Der Wettkampf selbst verlief dafür in allbekannten Bahnen. Meine Schwester, mein grösster Fan, schreit mir auf dem Weg aus dem Wasser meinen Namen ins Ohr („Stefäääään“), nur um unmittelbar darauf auch Thömy anzufeuern. Scheisse – der Vize ist mir wieder einmal dicht auf den Fersen. Auf dem Velo streichelt er mir schon bald über den Allerwertesten – wir sehen uns wie schon so oft immer wieder und fahren praktisch nebeneinander in die zweite Wechselzone hinein. Auf der Laufstrecke gibt Thömy unglaublich Gas und läuft den ersten Kilometer um die 4’20. Ich lass‘ ihn ziehen und bekomme Bammel, dass ich bei den Temperaturen den Halbmarathon nur partiell laufenderweise bewältigen kann. Dann sehe ich das Grauen… Sehe die grotesken roten Stulpen desjenigen, dessen Namen man nicht ausspricht schon sehr früh an mir vorbei hüpfen und sich blitzartig entfernen. Einmal mehr muss ich mich der schieren Übermacht auf der Laufstrecke beugen. Zumindest bietet der gemeinsame Zieleinlauf mit Thömy einen gewissen Trost. Aber am Schluss sitzen wir alle, der, dessen Namen man nicht ausspricht, Thömy, Doris, Luana, QuickNic und Nora Slow am Tisch, bekommen Melone und Brezel serviert und freuen uns über das gemeinsame Erlebnis…

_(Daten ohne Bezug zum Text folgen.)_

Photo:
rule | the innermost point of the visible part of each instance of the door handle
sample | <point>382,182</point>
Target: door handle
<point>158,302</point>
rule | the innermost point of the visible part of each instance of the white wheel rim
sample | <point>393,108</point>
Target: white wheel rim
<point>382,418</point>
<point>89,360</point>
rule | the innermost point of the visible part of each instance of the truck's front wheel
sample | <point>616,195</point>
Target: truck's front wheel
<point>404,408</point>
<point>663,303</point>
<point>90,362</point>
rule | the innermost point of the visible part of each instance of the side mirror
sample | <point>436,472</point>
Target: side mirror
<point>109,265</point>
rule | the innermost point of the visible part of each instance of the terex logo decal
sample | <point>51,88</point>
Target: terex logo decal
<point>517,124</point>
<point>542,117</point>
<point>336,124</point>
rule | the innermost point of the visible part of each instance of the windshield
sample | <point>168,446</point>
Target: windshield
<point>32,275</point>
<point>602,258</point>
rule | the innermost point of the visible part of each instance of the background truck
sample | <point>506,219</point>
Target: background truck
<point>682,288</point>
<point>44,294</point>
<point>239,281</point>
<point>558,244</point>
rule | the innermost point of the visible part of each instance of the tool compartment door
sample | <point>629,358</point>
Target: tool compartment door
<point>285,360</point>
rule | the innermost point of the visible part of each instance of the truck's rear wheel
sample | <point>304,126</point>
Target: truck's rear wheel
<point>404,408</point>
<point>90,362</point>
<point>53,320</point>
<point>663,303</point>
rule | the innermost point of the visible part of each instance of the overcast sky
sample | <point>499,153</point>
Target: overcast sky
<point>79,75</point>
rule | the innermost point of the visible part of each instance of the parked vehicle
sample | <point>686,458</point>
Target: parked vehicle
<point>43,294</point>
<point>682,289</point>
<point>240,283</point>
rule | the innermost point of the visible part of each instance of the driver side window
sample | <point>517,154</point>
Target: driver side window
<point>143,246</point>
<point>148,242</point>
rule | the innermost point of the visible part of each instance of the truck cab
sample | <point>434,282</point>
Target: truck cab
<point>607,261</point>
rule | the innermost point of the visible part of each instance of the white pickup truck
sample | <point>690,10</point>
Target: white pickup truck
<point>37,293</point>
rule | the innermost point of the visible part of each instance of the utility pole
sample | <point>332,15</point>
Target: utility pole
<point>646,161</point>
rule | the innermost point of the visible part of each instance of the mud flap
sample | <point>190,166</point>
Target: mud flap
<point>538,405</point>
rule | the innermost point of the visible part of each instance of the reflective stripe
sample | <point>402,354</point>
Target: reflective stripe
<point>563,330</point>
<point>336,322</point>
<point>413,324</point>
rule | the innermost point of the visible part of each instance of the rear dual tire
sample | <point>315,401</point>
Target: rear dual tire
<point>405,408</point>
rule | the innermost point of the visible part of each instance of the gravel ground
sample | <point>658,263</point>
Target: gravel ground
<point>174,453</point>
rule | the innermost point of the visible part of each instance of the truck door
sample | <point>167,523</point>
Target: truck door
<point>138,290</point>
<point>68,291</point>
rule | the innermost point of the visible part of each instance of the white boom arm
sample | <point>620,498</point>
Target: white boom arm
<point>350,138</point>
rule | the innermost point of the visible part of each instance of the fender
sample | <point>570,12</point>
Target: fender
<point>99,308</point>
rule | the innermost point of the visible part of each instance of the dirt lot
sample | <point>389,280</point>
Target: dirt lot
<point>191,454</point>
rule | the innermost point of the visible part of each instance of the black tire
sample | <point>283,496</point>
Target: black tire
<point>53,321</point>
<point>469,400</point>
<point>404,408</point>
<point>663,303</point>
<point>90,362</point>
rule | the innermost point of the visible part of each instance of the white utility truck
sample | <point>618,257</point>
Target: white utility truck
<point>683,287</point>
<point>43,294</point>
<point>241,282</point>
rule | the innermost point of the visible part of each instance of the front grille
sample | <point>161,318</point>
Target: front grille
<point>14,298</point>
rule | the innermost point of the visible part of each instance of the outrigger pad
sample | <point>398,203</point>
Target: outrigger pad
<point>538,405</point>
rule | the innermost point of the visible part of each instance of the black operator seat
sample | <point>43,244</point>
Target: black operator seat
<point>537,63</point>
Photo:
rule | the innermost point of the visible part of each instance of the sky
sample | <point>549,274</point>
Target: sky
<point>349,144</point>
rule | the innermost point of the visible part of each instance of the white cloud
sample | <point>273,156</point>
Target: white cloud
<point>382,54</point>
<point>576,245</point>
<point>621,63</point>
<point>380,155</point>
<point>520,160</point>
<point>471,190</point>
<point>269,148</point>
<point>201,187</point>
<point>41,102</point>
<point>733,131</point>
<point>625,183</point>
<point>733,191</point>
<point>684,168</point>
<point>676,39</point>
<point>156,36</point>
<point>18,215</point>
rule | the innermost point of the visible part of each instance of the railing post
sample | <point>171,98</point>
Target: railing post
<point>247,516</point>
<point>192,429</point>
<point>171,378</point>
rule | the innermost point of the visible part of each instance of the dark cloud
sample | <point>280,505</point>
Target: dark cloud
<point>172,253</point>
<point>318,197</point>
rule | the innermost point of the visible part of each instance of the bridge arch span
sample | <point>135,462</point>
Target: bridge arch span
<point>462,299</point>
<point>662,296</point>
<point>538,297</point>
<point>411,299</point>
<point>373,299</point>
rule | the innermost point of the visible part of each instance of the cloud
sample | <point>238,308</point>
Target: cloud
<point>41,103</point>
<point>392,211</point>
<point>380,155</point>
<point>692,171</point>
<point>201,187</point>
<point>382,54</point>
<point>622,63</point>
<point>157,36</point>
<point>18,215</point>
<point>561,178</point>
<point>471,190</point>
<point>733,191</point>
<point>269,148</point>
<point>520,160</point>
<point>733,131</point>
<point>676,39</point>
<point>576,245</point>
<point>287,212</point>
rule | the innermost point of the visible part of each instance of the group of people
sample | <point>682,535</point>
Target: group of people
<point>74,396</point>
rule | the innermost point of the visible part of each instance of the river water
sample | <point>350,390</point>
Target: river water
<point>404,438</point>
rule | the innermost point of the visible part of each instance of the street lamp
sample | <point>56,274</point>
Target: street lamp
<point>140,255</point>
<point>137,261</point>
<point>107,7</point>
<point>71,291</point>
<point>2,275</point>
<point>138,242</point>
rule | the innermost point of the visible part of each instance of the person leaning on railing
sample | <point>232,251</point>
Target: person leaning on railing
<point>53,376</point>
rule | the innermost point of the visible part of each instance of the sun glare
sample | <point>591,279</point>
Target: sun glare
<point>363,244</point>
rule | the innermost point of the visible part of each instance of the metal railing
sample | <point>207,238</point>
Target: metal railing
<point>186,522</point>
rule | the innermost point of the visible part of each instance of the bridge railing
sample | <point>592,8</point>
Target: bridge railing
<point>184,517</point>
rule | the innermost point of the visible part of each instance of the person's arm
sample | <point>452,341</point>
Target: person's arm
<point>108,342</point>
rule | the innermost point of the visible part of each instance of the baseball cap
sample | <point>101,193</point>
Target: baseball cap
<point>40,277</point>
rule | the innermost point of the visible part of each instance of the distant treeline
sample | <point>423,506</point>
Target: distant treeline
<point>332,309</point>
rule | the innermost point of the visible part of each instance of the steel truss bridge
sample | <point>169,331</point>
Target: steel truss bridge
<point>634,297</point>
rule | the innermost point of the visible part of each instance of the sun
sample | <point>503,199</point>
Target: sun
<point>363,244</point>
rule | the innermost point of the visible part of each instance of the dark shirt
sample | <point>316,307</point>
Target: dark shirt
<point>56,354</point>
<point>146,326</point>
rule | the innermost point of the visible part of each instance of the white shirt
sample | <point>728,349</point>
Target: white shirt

Viel zu schnell ist solch ein Wettkampfwochenende vorbei, viel zu schnell sieht man sich danach wieder der schnöden Alltagswelt gegenüber. Kaum ist das Tri Top gewaschen, hält das routinemässige Training wieder Einzug und man sieht nach vorne, dem nächsten Event entgegen.
Der Rigolator – der Ort, an dem die Vereinsmeister und deren Untertanen auserwählt werden. Schnell ist der Schlachtplan zurechtgelegt: Volle Kanne schwimmen, auf dem Velo alles herausholen und dann beim Laufen den Vorsprung ins Ziel retten. Ganz einfach!
Und das macht man dann auch – und alles läuft nach Plan. Und man überlegt sich schon die verschiedensten Posen auf der Ziellinie, überlegt sich die gemeinsten Sprüche, die den anderen verletzen und demütigen sollen…
Tja, bis dann der andere, der, dessen Namen man nicht ausspricht schon in der zweiten Wechselzone neben einem auftaucht und man genau weiss, dass der Tag halt doch keine Überraschung für einen bereit hält und dass der andere kein Mitleid und keine Zerrung und keinen Speichenbruch hatte.
Ich gratuliere Nora und dem Unaussprechlichen ganz ganz herzlich zum Titel der/des Vereinsmeister/in – und verspreche hiermit, im nächsten Jahr noch fitter zu sein! Grosses Indianer-Ehrenwort!